Wherever and whenever Negroes are admitted on an equal basis and given a square deal, the feeling inside the union is nearly always harmonious. Examples of type A are the Amalgamated Meat Cutters and Butcher Workmen of the World, Hodcarriers, Flat Janitors, and Ladies' Garment Workers. In some of these organizations Negroes hold office.

Unions of type B give as reasons for organizing Negroes into separate locals, first, preference of Negro workers for locals of their own, and, second, unwillingness of white workers to admit Negroes to white locals. The Negro Musicians' Union belongs to this type and has the same wage scale as the white union. There appears to be little difficulty here because there is no conflict in contracts for work in the city. The painters, however, have had difficulties which have "hung fire" for more than a year; after being given a temporary charter they still were unable to work.

Unions of type C, admitting Negroes to subordinate locals, are few in number, apparently because Negroes strongly resent this form of affiliation. There is, however, one example of this type which permits Negro helpers in a certain trade to be organized as an auxiliary under the jurisdiction of the white local unions having jurisdiction over their district. By constitution it is provided that their minutes be submitted to the white locals and their grievances placed before the white locals. The constitution also provides that there shall be no transfer of colored helpers to any except Negro auxiliaries, and that Negro helpers shall not be promoted to skilled trades or to helper apprentice, and shall not be admitted to shops where white helpers are employed. These Negro locals are represented by delegates selected by the white locals in their districts.

Unions of type D, excluding the Negro from membership, do so either in conformity with the laws of their national unions or in the exercise of local option. In addition to the eight internationals which exclude the Negro by constitutional provision, there are other locals which are known to reject Negro applicants. The Machinists' Union, for example, although complying in its constitution with the American Federation of Labor policy of no racial discrimination, still effectually bars the Negro by a provision in its secret ritual. With the Machinists' Union must be grouped such unions as the Amalgamated Sheet Metal Workers' International Alliance, the Electrical Workers, and the Plumbers and Steam Fitters.

Some Negro leaders, in view of these practices, have been strong in their advocacy of non-affiliation with union organizations, holding that the employers, after all, offer for Negroes the fairer terms, and that they have, in fact, given Negroes their first opportunity in industry. However, certain other Negroes have taken advantage of the rift between employers and labor unions to exploit Negro laborers. They have played upon racial sentiment to establish separate unions for Negroes, both in lines of work where they are admitted to the general unions and in lines of work where they are excluded. This type of leadership has been irresponsible and dangerous; it has made ridiculously generous promises, and has addressed its appeal to the less intelligent classes of Negro workers. Its literature has in turn provoked extreme bitterness among labor union members and officials, who have mistakenly accepted it as representative of the sentiment of all Negro workers.

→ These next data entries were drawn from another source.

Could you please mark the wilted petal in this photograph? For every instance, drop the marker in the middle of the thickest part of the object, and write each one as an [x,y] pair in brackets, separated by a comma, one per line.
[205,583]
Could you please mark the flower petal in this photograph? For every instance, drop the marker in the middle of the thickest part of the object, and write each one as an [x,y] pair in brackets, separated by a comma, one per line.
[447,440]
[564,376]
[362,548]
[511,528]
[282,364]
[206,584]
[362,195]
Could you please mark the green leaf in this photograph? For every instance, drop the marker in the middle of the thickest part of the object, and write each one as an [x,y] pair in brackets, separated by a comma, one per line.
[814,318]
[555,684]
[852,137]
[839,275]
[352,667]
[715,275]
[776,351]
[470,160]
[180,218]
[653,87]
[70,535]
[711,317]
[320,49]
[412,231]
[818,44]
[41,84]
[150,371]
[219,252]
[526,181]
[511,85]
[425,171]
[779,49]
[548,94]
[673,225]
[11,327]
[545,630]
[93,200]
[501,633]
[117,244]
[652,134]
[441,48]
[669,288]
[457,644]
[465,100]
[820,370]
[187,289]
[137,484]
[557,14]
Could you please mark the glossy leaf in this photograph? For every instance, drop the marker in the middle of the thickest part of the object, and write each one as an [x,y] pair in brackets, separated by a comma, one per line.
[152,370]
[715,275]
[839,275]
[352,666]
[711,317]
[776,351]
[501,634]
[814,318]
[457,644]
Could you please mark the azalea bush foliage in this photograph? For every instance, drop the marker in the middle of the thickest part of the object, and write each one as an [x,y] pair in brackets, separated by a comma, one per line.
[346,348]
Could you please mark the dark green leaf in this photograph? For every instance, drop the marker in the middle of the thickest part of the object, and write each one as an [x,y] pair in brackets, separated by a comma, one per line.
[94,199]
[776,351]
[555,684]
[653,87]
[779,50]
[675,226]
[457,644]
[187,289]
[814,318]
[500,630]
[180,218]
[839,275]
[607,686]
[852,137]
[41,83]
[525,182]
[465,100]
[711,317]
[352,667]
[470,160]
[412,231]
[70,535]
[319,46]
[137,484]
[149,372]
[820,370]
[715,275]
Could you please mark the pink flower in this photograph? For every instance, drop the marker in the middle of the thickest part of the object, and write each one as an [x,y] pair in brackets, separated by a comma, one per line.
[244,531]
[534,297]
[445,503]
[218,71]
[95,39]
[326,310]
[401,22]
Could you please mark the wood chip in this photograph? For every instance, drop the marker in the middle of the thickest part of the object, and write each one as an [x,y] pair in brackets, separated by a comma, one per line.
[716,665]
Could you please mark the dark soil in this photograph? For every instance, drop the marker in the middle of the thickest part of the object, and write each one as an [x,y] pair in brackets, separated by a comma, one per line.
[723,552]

Interviews with Negro workers outside of the unions reveal an attitude of indifference or suspicion which is attributed by both white and Negro labor leaders and union men to the following reasons: (1) the usual treatment of Negroes by white men, (2) traditional treatment of Negroes by white men, (3) influence of racial leaders who oppose unionism, (4) influence of employers' propaganda against unionism. Many of them, it was learned, have a distorted view of the purposes and principles of unionism, and many others, while sympathetic with the movement, object to the practices of the locals. An experience frequently referred to was the waiters' strike in 1911, when Negro union men walked out with white union men and were replaced by white girls, while the white union men returned to their jobs; since that time Negro waiters have been out of the more desirable hotel jobs.